A growing number of articles on Techdirt attests to the fact that the use of DNA is becoming commonplace in many fields, thanks to the continuing drop in the costs of gathering and analyzing genetic material. As those costs fall, of course, so the temptation to roll out the use of DNA more widely increases. It looks like Kuwait has the dubious honor of being the first nation to require everyone's DNA -- including that of visitors to the country. The Kuwait Times has a frighteningly matter-of-fact article about the plan, which is currently being put into operation. Here's how the DNA will be gathered:
Collecting samples from citizens will be done by various mobile centers that will be moved according to a special plan amongst government establishments and bodies to collect samples from citizens in the offices they work in. In addition, fixed centers will be established at the interior ministry and citizen services centers to allow citizens give samples while doing various transactions.

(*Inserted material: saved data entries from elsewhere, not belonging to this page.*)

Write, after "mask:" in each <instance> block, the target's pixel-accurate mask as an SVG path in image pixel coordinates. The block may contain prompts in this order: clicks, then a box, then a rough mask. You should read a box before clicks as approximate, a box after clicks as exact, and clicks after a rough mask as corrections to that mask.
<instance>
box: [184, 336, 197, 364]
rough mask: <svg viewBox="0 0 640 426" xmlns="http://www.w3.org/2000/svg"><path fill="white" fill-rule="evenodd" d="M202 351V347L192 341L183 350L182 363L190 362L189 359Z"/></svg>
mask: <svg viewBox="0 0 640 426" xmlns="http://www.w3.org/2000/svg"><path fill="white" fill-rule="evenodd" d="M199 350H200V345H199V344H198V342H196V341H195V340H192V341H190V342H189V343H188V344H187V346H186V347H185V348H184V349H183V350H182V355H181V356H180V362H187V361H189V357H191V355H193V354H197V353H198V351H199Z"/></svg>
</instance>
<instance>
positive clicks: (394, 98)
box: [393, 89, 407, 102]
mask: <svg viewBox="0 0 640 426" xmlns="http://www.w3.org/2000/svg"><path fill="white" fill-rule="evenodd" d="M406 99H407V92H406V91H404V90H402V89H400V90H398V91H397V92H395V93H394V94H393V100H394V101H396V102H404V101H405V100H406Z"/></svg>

Those who are not citizens of Kuwait will be sampled when they apply for residence permits:
Collection will done on issuing or renewing residency visas through medical examinations done by the health ministry for new residency visas and through the criminal evidence department on renewing them.
As for common-or-garden visitors to the country:
Collection will be done at a special center at Kuwait International Airport, where in collaboration with the Civil Aviation Department, airlines and embassies, visitors will be advised on their rights and duties towards the DNA law.
"Rights and duties" basically means: "no DNA, no way Kuwait", since the article says elsewhere:
the test will be mandatory for visitors
The DNA will not be used for medical purposes, such as checking for genetic markers of disease, which will avoid issues of whether people should be told about their predisposition to possibly serious illnesses. Nor will the DNA database be used for "lineage or genealogical reasons." That's an important point: a complete nation's DNA would throw up many unexpected paternity and maternity results, which could have massive negative effects on the families concerned. It's precisely those kinds of practical and ethical issues that advocates of wider DNA sampling and testing need to address, but rarely do.